Advantages of the Invention (1) Since adhesion between the bonding tool and the lead is less likely to occur, the reliability of the joint can be significantly improved.

(2) Since the temperature on the back surface of the semiconductor element can be controlled, the temperature during bonding can be freely selected and the range of temperature conditions can be set widely, making the process stable and improving reliability.

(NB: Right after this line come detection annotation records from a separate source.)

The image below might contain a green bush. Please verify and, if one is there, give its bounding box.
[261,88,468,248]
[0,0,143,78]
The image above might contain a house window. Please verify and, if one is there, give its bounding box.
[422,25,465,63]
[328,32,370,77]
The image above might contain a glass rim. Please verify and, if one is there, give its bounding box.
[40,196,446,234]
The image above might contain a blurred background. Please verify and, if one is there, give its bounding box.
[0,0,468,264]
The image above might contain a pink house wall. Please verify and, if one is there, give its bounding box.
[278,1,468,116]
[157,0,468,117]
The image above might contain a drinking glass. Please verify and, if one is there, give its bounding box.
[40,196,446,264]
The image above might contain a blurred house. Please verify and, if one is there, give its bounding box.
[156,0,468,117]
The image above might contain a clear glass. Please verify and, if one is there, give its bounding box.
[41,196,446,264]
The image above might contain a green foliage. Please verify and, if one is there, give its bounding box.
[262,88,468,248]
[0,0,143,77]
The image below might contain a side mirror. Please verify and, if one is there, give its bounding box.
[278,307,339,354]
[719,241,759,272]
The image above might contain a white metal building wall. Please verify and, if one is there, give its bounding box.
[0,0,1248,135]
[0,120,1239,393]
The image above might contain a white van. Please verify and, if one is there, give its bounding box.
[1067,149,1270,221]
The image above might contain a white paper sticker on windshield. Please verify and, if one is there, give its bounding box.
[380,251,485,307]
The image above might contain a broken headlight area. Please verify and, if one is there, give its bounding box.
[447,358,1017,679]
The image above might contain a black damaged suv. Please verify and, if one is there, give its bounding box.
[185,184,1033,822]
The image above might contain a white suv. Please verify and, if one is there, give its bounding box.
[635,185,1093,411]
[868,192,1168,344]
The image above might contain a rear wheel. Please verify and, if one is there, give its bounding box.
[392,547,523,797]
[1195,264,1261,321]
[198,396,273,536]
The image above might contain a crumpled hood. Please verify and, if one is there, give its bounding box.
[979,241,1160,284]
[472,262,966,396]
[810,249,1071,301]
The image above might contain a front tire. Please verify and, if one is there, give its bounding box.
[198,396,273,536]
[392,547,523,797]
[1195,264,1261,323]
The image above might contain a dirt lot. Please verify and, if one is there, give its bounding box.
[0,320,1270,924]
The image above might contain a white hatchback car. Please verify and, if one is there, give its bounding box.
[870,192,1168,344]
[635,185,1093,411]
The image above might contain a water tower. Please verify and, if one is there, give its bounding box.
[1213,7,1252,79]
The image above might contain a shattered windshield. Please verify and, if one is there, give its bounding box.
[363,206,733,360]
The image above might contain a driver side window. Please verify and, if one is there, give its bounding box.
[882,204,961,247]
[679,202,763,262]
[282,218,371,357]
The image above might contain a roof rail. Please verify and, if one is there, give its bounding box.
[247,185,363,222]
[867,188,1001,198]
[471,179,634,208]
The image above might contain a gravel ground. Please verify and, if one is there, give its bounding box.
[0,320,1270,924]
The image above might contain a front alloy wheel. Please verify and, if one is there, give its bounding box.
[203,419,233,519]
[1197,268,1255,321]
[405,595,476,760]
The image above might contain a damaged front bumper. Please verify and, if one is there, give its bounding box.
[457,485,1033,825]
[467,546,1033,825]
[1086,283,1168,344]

[Brief explanation of drawings]

FIG. 1 is a 4·I cross-sectional view during bonding according to an embodiment of the present invention, and FIG. 2 is a cross-sectional view during passive 6-bonding. 1... Semiconductor element, 2... Electrode, 3...
...Film carrier, 4...Lead,
6...Bonding tool, 11...
Heating heater, 13...metal protrusion. Name of agent: Patent attorney Toshio Nakao and 1 other person No. 1
Figure 2

Claims (3)

[Claims] (1) When bonding a film lead and an electrode formed on the surface of a semiconductor element via a metal protrusion, the semiconductor front and back surfaces when a bonding tool for applying pressure and heat is in contact with the film lead. A bonding method characterized in that the temperatures of the semiconductor element are substantially the same or the temperature of the back surface of the semiconductor element is lower than the temperature of the front surface of the semiconductor element. (2) The temperature should be approximately equal to that of the surface of the semiconductor element when the bonding tool is in contact with the film lead.
The bonding method according to claim 1, characterized in that the back surface of the semiconductor element is heated. (3) The bonding method according to claim 2, wherein the heating from the back surface of the semiconductor element is performed by a pulse heating method, and the heating is at least linked to the operation of a bonding tool.